Cheech and Chong Don’t Live here Anymore
By David Glenn Cox


I recently read an article written by a psychologist about how he talked to his children about marijuana. What I found most entertaining in the article was its dependence on stereotypes. He writes, “And you already know I wrote a book with 'marijuana' in the title, so you’re aware that I’ve inhaled.”

“There are three kinds of marijuana smokers. Visitors, Regulars and Stoners."
Stoners, huh?

All my friends know the low rider
The low rider is a little higher
Low rider drives a little slower
Low rider is a real goer

I never wrote a book with marijuana in the title, but I could have. For more than twenty-five years of my life I smoked marijuana. In that time I never had an auto accident or a ticket. I never missed a house payment or lost a job. In fact I was promoted again and again. I bought and remodeled two houses and restored classic cars. What I grew tired of was the high prices and operating on someone else’s schedule. So I began to cultivate and removed myself from the market.

Growing, I figured my costs at about six dollars an ounce. During this time I lived next door to a very sweet elderly couple and it was a mutual admiration society. I admired them as an older couple being retired and devoted to each other. They looked at my young family and could remember when they had babies and toddlers playing in their back yard.

One day, during one of our neighborly chats, Hugh told me his wife Martha had been diagnosed with cancer and had to begin chemotherapy.

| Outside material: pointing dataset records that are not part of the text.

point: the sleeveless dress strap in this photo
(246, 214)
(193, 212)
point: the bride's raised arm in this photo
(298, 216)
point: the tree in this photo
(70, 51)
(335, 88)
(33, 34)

As time progressed I could see the worry and anxiety grow across his face. The chemotherapy was killing his wife. He complained that he couldn’t get her to eat and that she was wasting away. My conscience began to hurt me; I had something in the house that might help that woman to ease her suffering. It would cost me no more than a birthday cake from Kroger to give it to her.

I didn't dare do it though, because if I did and it were perceived wrong or discovered by the authorities, I could lose everything. My job, my house, my freedom and my future. To this day I feel that what I did was wrong, but that my government forced me to live in a secret society. I was criminalized like a Nazi or a Communist because I smoked the wrong brand of cigarettes.

For the first century and a half in this country there was no such prohibition, and in that time we defeated the British King, conquered the prairie, built a trans-continental railroad. We created an industrial revolution, fought a civil war, invented the airplane and defeated the Kaiser, and throughout all of my historical readings I have never found one reference to America’s path being hindered the least little bit by smoking marijuana.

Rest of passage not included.